Limited prosocial emotions is a construct that originates from the well-known “emotional callousness” which has worked to identify children and adolescents who present high and persistent antisocial behavior and greater police contacts (Frick et al., 2003; Frick, Stickle, Dandreaux, Farrell, & Kimonis, 2005). Apparently, the emotional callousness could be a precursor, in children and adolescents with conduct disorder, for the development of psychopathy in adult life (Salekin, Rosenbaum, & Lee, 2008). It has been shown that subjects with emotional callousness present alterations in the recognition of faces with fear and a reduction in the activity of the brain amygdala (Marsh et al., 2008).

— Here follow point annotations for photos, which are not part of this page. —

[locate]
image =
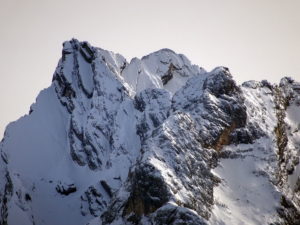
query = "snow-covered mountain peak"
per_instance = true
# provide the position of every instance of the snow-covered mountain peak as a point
(156, 140)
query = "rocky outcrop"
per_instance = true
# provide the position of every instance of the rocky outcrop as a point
(156, 141)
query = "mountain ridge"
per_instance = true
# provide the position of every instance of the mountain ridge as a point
(152, 141)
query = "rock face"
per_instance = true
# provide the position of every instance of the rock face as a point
(154, 141)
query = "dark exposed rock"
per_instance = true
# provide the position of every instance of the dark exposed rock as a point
(65, 189)
(148, 191)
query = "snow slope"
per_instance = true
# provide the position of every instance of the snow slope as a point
(156, 140)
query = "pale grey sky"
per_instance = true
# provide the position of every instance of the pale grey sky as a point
(256, 39)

Furthermore, emotional callousness traits can be considered a construct not only applicable to disruptive behavior disorders, but also to affective and neurodevelopmental disorders (Herpers, Rommelse, Bons, Buitelaar, & Scheepers, 2012). Based on this evidence, both the DSM-5 and the ICD-11 decided to include the characteristics of emotional callousness with the name of limited prosocial emotions, in order to reduce the stigma associated with emotional callous, as a specifier of conduct disorder. The ICD-11 expanded the inclusion of the limited prosocial emotions specifier to also apply it to oppositional and defiant disorder. To meet the specifier of limited prosocial emotions, two of the following four characteristics need to be met in the last 12 months: lack of empathy, lack of guilt or remorse, lack of interest in performance, and shallow or deficient affect. Probably the most significant clinical correlate is the outcome of up to 80% of those children and adolescents with conduct disorder and limited prosocial emotions to an antisocial personality disorder (de la Peña, Villavicencio, & Palacios, 2017). It is very likely that limited prosocial emotions may be a transdiagnostic specifier and be included in other disruptive behavior, affective or neurodevelopmental disorders.
In conclusion, a gradual diagnostic transformation can be seen from the categorical to the dimensional. The dimensions allow a better understanding of the daily clinical reality and help the doctor, the patient and their family members to understand psychopathology and the many and varied treatment options often required. Transdiagnostic manifestations will be a reality in the way of understanding particular characteristics for each patient.